Asiri Group of Hospitals, trusted for high standards in patient-centered care has signed a landmark agreement with the National Insurance Trust Fund (NITF), to provide comprehensive concessions to all government employees through the Agrahara Medical Insurance scheme.

The Memorandum of Understanding (MoU) was signed by Dr. Manjula Karunaratne, Director/Group CEO of Asiri Hospitals, and Gamani N. Liyanarachchi, CEO of NITF, during a ceremony held recently.

The event was attended by several distinguished participants from both organizations. Representing NITF were Sagala Abhayawickrama, Chairperson, Samil Thushara, AGM Operations, Nimali Pathirana, AGM Insurance, Prathibha Welikanna, Asst. Manager Legal, Nuwan Dissanayake, Asst. Manager Marketing, Dammika Weerakoon, Acting AGM Finance.

Asiri Hospitals was represented by Nihal Ratnayake, Director Operations Asiri Central Hospital, Indresh Fernando, Chief Process Officer, Bhathiya Jayasinghe, Group Head, Business Development, Dhananjaya Bandara Dela, Head of Business Development, Government Sector.
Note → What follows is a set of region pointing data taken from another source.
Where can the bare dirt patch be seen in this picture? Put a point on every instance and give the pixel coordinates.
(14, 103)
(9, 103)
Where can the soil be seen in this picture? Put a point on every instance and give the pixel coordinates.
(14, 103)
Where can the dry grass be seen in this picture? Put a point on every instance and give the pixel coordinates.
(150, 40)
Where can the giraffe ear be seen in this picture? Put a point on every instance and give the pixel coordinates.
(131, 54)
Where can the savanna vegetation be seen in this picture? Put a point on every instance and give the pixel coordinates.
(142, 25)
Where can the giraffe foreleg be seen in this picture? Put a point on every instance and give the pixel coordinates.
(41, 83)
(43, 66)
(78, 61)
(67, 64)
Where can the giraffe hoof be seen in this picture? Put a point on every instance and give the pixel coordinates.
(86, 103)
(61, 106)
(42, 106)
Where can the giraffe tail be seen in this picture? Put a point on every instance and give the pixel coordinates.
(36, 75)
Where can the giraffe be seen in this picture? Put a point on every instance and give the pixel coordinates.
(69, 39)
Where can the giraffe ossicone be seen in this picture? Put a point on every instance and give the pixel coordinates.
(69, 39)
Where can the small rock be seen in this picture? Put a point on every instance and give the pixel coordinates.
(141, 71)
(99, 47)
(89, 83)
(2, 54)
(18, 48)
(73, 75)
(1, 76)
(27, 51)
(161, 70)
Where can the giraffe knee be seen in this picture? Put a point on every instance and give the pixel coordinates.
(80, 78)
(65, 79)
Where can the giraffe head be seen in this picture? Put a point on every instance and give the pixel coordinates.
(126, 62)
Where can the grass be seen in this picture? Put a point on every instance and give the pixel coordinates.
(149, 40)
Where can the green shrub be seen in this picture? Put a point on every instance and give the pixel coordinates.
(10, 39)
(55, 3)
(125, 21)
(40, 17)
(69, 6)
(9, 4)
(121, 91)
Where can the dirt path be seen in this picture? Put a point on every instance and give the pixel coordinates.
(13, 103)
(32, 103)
The enduring partnership aims to offer tangible healthcare benefits and the renowned comprehensive healthcare services offered by Asiri Hospitals to all NITF Agrahara members. It marks a major milestone in Asiri Hospitals’ commitment to build long-term collaborations that benefits the community. It also reaffirms Asiri Hospitals’ position as a trusted healthcare provider ensuring healthcare is more accessible, affordable, while uplifting the living standards of the public service.

Importantly, Agrahara members are eligible to seek treatment from any hospital in the Asiri group or its laboratories. The agreement also introduces a cashless admission scheme for NITF members, simplifying the process and enabling seamless access to Asiri Hospitals’ services without the need for upfront payments. Members can benefit from waived admission fees, reducing the financial burden for those seeking medical care. Room rates are also heavily discounted.